Güneş gizemi ne anlama geliyor?
Söz konusu gizem Güneş’in atmosferinin neden bu kadar sıcak olduğudur. Bu “koronal ısınma sorunu” gökbilimcileri uzun süredir şaşırtıyor. Ancak Parker Solar Probe (NASA’nın uzay sondası) ile Solar Orbiter arasındaki ortak operasyon sonunda bu gizeme bir cevap sağlayabilir.
Avrupa Uzay Ajansı’nın (ESA) yeni bir gönderisine göre Solar Orbiter, Güneş’i biraz farklı bir açıdan gözlemleyebilmesini sağlamak için yakın zamanda konumu değiştirildi ve Parker Solar Probe ile bir senkronize iş birliğine tabi tutuldu.
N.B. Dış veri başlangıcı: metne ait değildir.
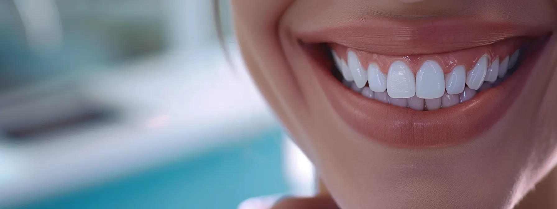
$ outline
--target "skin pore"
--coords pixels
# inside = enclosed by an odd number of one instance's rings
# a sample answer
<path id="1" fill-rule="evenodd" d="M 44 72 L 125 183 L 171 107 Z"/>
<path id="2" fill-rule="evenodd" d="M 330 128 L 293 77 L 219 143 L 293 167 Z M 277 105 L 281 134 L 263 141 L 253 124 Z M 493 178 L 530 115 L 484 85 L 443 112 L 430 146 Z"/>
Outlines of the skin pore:
<path id="1" fill-rule="evenodd" d="M 458 143 L 400 147 L 363 134 L 339 116 L 322 88 L 324 60 L 314 59 L 307 46 L 331 42 L 383 55 L 426 55 L 539 37 L 557 26 L 554 0 L 409 2 L 416 1 L 232 1 L 251 76 L 322 183 L 317 197 L 285 200 L 276 208 L 557 207 L 551 198 L 557 195 L 557 174 L 549 174 L 557 163 L 554 35 L 531 67 L 518 70 L 527 77 L 508 109 Z"/>

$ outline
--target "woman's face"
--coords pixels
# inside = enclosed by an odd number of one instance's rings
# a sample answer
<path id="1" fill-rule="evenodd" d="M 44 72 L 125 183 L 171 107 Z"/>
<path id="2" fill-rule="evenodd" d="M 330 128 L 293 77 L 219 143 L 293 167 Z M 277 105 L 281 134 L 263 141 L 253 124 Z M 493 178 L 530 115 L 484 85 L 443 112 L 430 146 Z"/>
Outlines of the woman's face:
<path id="1" fill-rule="evenodd" d="M 232 4 L 252 76 L 343 208 L 511 208 L 556 163 L 555 0 Z"/>

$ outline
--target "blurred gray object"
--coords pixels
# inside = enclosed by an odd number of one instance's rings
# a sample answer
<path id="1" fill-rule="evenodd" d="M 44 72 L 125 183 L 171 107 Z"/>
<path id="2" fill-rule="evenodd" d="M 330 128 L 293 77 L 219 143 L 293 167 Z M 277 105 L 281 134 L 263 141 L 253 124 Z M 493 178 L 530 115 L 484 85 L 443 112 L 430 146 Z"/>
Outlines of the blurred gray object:
<path id="1" fill-rule="evenodd" d="M 80 91 L 81 80 L 97 72 L 87 66 L 166 48 L 163 5 L 157 0 L 0 1 L 4 138 L 25 138 L 111 114 Z"/>

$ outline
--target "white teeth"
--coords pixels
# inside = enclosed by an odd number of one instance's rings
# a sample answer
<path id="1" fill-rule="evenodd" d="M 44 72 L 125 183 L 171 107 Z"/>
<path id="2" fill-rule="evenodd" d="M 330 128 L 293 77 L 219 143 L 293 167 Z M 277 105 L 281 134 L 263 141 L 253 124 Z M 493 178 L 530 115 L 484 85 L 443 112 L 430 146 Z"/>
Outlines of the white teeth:
<path id="1" fill-rule="evenodd" d="M 409 108 L 414 110 L 423 110 L 423 99 L 418 98 L 417 96 L 414 96 L 407 99 L 407 100 L 408 103 Z"/>
<path id="2" fill-rule="evenodd" d="M 509 60 L 509 69 L 510 69 L 515 67 L 515 64 L 516 64 L 516 61 L 519 59 L 519 54 L 520 52 L 519 50 L 515 51 L 514 53 L 512 53 L 512 55 L 511 55 L 510 60 Z"/>
<path id="3" fill-rule="evenodd" d="M 445 92 L 443 69 L 437 62 L 424 62 L 416 74 L 416 96 L 422 99 L 438 98 Z"/>
<path id="4" fill-rule="evenodd" d="M 487 55 L 484 55 L 472 70 L 468 72 L 466 76 L 466 84 L 473 90 L 477 90 L 483 83 L 486 73 L 487 71 Z"/>
<path id="5" fill-rule="evenodd" d="M 460 103 L 470 100 L 475 95 L 476 95 L 476 90 L 467 87 L 464 89 L 464 91 L 462 91 L 462 93 L 460 94 Z"/>
<path id="6" fill-rule="evenodd" d="M 377 65 L 371 64 L 368 67 L 368 83 L 373 91 L 383 92 L 387 89 L 387 75 L 379 70 Z"/>
<path id="7" fill-rule="evenodd" d="M 426 99 L 426 108 L 429 111 L 439 109 L 441 108 L 441 98 Z"/>
<path id="8" fill-rule="evenodd" d="M 458 65 L 453 69 L 445 77 L 445 89 L 448 94 L 460 94 L 464 91 L 466 84 L 466 70 L 464 65 Z"/>
<path id="9" fill-rule="evenodd" d="M 495 82 L 497 80 L 497 75 L 499 72 L 499 57 L 495 59 L 495 60 L 491 64 L 491 66 L 487 69 L 487 72 L 486 73 L 486 81 L 491 82 Z"/>
<path id="10" fill-rule="evenodd" d="M 505 76 L 505 74 L 507 74 L 507 70 L 509 70 L 509 56 L 505 57 L 503 59 L 503 61 L 501 62 L 501 65 L 499 65 L 499 72 L 497 72 L 498 77 L 503 77 Z"/>
<path id="11" fill-rule="evenodd" d="M 369 88 L 364 88 L 364 90 L 361 90 L 361 95 L 369 99 L 373 99 L 373 91 L 372 91 Z"/>
<path id="12" fill-rule="evenodd" d="M 416 79 L 410 67 L 397 61 L 389 68 L 387 76 L 387 93 L 393 98 L 409 98 L 416 94 Z"/>
<path id="13" fill-rule="evenodd" d="M 348 68 L 356 85 L 360 88 L 365 86 L 365 83 L 368 82 L 368 71 L 361 66 L 358 55 L 352 51 L 348 52 Z"/>
<path id="14" fill-rule="evenodd" d="M 340 72 L 343 74 L 344 79 L 349 81 L 354 81 L 354 77 L 352 77 L 352 73 L 350 72 L 348 65 L 344 61 L 344 60 L 340 59 Z"/>

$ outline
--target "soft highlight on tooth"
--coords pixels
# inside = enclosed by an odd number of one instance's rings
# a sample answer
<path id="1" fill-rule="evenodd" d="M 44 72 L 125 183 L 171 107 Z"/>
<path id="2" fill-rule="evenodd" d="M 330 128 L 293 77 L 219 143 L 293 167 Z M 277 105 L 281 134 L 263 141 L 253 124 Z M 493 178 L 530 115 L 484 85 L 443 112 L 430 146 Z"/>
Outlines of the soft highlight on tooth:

ESA, bunun Solar Orbiter’ın Parker Solar Probe’un aldığı ölçümlerle senkronize olmasını sağladığını ve bunun daha önce yapılan hiçbir şeye benzemeyen çığır açan bir ölçüm sağladığını söylüyor.
Güneş’in korona olarak bilinen atmosferi son derece sıcaktır. Güneşimizin çok büyük bir yıldız olduğu, ancak atmosferin kabaca bir milyon santigrat derece ölçüldüğü göz önüne alındığında, belki bu yetersiz bir ifade gibi görünebilir. Güneş’in atmosferinin sıcak olduğu bariz gerçeğine rağmen, neden bu kadar sıcak olduğunun gizemi bilim adamlarını şaşırtıyor. Çünkü Güneş’in yüzeyi aslında sadece 6.000 santigrat derece.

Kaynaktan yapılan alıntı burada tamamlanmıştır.